Si tu caso es el avión, te interesa leer antes las condiciones concretas de peso y medidas que explicamos en la guía sobre viajar con perro en avión, porque cada compañía aplica su propio límite en cabina y eso decide qué transportín puedes comprar.
Tipos de transportín para perros: ventajas e inconvenientes
Transportín rígido de plástico
Es el clásico de dos piezas unidas por tornillos o clips, con puerta frontal de rejilla. Protege bien, se limpia con un trapo húmedo y es el único formato aceptado para bodega cuando cumple los requisitos de la normativa aérea. A cambio pesa bastante en tallas grandes, ocupa espacio en casa y la ventilación depende mucho del modelo: los buenos llevan rejillas en los cuatro laterales, no solo en la puerta.
A quién le conviene: perros de cualquier talla que vuelen, viajen en coche o necesiten un refugio cerrado y oscuro.
Jaula metálica plegable
Formada por rejilla de alambre, con bandeja extraíble en la base y, en muchos modelos, un separador interior que permite ir ampliando el espacio según crece el cachorro. Ventila de maravilla, se pliega para guardarla y es la opción más cómoda para el maletero de un coche familiar. Su punto débil es que no aísla: un perro nervioso puede agobiarse al ver todo lo que pasa alrededor, aunque se soluciona cubriéndola con una manta ligera.
A quién le conviene: perros medianos y grandes que viajan en coche, y cachorros en fase de adaptación al descanso en un espacio propio.
Bolsa o transportín blando
Estructura textil con varillas internas, asas y correa de hombro. Pesa poquísimo y se guarda plegada, pero solo sirve para perros pequeños y trayectos en los que el animal va tranquilo.
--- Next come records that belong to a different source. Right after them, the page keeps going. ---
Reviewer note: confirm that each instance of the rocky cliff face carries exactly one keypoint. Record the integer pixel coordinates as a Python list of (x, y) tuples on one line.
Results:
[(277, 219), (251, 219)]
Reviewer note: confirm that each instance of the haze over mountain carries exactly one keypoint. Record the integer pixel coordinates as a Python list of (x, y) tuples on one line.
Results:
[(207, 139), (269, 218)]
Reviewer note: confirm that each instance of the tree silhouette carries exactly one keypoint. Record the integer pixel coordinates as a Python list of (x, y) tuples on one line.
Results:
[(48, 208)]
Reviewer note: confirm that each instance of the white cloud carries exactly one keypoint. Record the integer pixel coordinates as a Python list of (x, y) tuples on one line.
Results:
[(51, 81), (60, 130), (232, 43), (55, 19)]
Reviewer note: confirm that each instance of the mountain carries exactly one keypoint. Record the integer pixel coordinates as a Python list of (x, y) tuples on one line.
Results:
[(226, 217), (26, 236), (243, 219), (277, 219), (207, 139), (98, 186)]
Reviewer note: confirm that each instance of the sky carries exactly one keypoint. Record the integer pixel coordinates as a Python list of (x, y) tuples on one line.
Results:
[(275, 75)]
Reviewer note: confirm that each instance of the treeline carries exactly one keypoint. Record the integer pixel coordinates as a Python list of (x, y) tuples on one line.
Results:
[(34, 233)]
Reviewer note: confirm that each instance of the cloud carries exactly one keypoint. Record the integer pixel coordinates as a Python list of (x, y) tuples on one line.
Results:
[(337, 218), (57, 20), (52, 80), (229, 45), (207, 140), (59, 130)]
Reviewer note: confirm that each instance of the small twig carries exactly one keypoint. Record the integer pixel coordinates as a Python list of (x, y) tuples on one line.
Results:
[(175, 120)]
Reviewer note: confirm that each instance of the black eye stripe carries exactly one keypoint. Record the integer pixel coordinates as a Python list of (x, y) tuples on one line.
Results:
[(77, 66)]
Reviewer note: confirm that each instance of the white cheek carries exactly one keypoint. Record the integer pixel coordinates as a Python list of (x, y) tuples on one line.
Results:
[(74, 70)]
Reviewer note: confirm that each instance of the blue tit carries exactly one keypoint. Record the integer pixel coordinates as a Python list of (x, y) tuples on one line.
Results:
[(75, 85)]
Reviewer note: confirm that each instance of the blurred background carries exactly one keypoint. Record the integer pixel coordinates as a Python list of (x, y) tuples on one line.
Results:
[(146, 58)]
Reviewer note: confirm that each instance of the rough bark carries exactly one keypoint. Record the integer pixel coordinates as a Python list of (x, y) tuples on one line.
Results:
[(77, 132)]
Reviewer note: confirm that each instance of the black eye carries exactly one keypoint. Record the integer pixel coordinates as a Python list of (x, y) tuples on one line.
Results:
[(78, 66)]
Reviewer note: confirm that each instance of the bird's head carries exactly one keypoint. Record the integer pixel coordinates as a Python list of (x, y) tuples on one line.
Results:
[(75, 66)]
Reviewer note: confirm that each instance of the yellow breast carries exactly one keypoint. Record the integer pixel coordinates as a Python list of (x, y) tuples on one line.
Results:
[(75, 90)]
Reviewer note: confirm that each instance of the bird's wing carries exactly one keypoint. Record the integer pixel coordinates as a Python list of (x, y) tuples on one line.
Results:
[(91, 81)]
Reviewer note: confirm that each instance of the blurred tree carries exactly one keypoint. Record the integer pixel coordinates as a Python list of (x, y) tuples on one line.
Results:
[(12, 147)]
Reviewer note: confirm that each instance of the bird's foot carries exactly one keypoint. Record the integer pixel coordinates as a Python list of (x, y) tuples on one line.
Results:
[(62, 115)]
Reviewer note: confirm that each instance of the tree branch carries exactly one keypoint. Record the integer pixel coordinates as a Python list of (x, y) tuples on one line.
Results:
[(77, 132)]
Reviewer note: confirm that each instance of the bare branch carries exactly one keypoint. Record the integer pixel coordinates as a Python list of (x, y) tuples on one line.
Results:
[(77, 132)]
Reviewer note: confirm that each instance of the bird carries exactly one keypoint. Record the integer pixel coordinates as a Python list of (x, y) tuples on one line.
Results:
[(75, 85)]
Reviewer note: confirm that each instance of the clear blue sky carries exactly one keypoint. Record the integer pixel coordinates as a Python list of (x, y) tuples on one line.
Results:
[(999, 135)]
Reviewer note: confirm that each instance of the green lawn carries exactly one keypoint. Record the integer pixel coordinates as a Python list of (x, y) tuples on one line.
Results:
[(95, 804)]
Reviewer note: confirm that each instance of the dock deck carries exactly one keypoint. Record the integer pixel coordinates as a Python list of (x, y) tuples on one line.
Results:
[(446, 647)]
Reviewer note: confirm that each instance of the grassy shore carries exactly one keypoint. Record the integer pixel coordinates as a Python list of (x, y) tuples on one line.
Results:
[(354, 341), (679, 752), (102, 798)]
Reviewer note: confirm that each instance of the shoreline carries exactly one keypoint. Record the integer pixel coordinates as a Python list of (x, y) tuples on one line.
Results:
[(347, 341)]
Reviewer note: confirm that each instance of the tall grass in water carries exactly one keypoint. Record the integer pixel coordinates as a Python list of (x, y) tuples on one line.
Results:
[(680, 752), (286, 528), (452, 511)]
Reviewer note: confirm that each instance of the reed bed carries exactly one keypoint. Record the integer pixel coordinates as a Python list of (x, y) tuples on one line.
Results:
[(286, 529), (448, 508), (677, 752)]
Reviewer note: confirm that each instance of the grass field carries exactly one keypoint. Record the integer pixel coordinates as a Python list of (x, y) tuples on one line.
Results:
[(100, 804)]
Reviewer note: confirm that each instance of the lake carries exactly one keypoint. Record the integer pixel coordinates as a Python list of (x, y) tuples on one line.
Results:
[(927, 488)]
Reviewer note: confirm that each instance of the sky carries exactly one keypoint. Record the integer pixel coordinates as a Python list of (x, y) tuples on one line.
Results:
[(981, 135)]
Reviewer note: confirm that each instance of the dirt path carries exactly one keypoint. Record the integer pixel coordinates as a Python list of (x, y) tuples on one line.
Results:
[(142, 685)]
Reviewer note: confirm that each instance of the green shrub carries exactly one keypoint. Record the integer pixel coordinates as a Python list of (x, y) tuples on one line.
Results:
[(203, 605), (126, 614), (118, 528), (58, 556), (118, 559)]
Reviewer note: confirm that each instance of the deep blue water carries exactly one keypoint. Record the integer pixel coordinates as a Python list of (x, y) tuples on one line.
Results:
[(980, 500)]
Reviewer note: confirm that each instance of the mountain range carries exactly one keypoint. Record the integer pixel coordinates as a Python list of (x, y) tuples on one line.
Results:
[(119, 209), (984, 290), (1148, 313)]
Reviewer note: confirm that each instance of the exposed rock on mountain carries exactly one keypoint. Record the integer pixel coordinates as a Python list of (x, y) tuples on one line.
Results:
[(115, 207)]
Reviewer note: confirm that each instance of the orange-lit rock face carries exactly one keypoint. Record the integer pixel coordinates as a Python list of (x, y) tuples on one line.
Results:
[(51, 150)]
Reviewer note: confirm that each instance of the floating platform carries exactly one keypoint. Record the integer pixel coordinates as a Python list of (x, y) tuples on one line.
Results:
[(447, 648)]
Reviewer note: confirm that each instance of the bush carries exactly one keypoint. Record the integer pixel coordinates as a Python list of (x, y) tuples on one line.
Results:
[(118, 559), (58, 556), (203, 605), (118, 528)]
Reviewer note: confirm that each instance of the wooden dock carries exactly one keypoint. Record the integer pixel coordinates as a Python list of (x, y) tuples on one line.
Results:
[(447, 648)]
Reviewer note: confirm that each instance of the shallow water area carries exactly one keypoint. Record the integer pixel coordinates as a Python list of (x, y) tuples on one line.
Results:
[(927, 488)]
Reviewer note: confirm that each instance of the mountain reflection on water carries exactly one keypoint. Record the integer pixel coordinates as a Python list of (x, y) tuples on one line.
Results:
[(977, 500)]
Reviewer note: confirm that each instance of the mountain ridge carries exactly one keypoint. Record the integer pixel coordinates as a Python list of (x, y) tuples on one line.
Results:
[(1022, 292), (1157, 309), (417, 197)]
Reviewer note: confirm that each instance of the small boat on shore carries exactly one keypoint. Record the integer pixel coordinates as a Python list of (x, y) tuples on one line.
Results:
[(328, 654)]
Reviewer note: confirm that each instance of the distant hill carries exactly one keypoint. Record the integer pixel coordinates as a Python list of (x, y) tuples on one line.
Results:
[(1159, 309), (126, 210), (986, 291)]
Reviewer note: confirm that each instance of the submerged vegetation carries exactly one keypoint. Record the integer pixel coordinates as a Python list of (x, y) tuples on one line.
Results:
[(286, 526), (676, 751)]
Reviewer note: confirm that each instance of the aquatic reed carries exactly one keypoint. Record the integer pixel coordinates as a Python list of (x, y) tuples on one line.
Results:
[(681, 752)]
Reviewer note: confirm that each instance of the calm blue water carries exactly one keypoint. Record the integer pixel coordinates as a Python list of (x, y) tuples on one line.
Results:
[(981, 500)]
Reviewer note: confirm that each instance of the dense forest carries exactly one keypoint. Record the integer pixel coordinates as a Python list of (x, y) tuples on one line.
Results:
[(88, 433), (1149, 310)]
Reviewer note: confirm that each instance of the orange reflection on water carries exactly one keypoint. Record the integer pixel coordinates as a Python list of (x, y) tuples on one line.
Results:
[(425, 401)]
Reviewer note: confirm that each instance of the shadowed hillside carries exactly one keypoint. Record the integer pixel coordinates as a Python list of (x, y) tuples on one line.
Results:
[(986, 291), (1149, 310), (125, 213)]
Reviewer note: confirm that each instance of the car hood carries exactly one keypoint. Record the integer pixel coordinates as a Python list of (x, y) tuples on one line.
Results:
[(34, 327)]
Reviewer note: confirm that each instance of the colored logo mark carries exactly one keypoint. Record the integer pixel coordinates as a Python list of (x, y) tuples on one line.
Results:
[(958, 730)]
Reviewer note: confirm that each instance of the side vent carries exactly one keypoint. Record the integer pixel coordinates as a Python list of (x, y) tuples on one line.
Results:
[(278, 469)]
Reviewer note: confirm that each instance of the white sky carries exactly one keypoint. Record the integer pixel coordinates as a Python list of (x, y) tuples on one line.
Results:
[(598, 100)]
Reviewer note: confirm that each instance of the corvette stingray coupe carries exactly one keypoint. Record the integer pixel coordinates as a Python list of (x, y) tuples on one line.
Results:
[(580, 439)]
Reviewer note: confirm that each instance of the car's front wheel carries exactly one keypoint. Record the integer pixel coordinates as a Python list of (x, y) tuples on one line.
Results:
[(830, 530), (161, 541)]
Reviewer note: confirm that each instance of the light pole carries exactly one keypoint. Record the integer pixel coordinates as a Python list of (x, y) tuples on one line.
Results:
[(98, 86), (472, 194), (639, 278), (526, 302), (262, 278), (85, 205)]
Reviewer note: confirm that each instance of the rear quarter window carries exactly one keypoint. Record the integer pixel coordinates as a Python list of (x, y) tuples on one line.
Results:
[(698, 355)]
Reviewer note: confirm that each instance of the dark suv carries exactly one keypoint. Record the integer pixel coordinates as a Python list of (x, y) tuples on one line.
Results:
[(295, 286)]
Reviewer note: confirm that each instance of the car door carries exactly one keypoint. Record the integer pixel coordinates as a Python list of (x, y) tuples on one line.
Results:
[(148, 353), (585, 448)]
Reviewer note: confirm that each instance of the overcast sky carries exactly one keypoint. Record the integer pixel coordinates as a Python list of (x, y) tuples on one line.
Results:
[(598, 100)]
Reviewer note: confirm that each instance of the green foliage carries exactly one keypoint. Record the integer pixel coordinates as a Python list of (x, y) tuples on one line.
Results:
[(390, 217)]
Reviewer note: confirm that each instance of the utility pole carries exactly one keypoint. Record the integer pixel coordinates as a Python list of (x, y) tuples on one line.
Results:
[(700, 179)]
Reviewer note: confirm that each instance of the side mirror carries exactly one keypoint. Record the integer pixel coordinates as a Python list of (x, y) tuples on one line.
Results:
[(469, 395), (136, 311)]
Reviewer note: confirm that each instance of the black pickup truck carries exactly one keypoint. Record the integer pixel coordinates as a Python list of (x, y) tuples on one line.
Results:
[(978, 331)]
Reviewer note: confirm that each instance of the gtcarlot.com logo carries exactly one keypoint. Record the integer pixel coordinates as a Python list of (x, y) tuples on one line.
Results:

No protege frente a un golpe y algunos perros aprenden a abrir la cremallera desde dentro, así que conviene elegir modelos con cierre doble o mosquetón de seguridad.
A quién le conviene: razas miniatura y pequeñas, cabina de avión, transporte público y paseos largos con cachorros aún no vacunados del todo.
Transportín rígido reforzado para coche
Es la gama alta: cajas de aluminio, polipropileno reforzado o doble pared que han pasado ensayos de impacto en laboratorios independientes. Están pensadas para ir ancladas en el maletero y mantener su forma en una colisión. Pesan mucho, no se pliegan y cuestan varias veces lo que un rígido normal, pero son la referencia si haces muchos kilómetros al año con un perro grande.
A quién le conviene: quien viaja a menudo en coche con perros de talla grande y quiere el máximo margen de seguridad.
Cómo elegir la talla correcta paso a paso
Este es el punto donde más gente se equivoca, y el error casi siempre va en la misma dirección: se compra un transportín demasiado pequeño porque parece que el perro «cabe». Cabe, pero no puede moverse. Mide así, con el perro de pie y relajado:
- Longitud: desde la punta de la nariz hasta el nacimiento de la cola. Súmale la mitad de la altura de las patas delanteras (del suelo al codo). Ese resultado es el largo mínimo interior.
- Altura: del suelo a la punta de las orejas cuando está de pie, o a lo alto de la cabeza en razas de orejas caídas. Súmale entre 5 y 8 cm de holgura.
- Anchura: el ancho de hombros multiplicado por dos. Debe poder darse la vuelta sin rozar las paredes.
Con esas tres cifras, compara siempre contra las medidas interiores que da el fabricante, no contra las exteriores. La diferencia entre unas y otras puede llegar a cinco centímetros por lado, y en un transportín ajustado eso decide si tu perro viaja cómodo o encogido. Si dudas entre dos tallas, quédate con la mayor: un perro con espacio de sobra viaja bien, uno apretado no.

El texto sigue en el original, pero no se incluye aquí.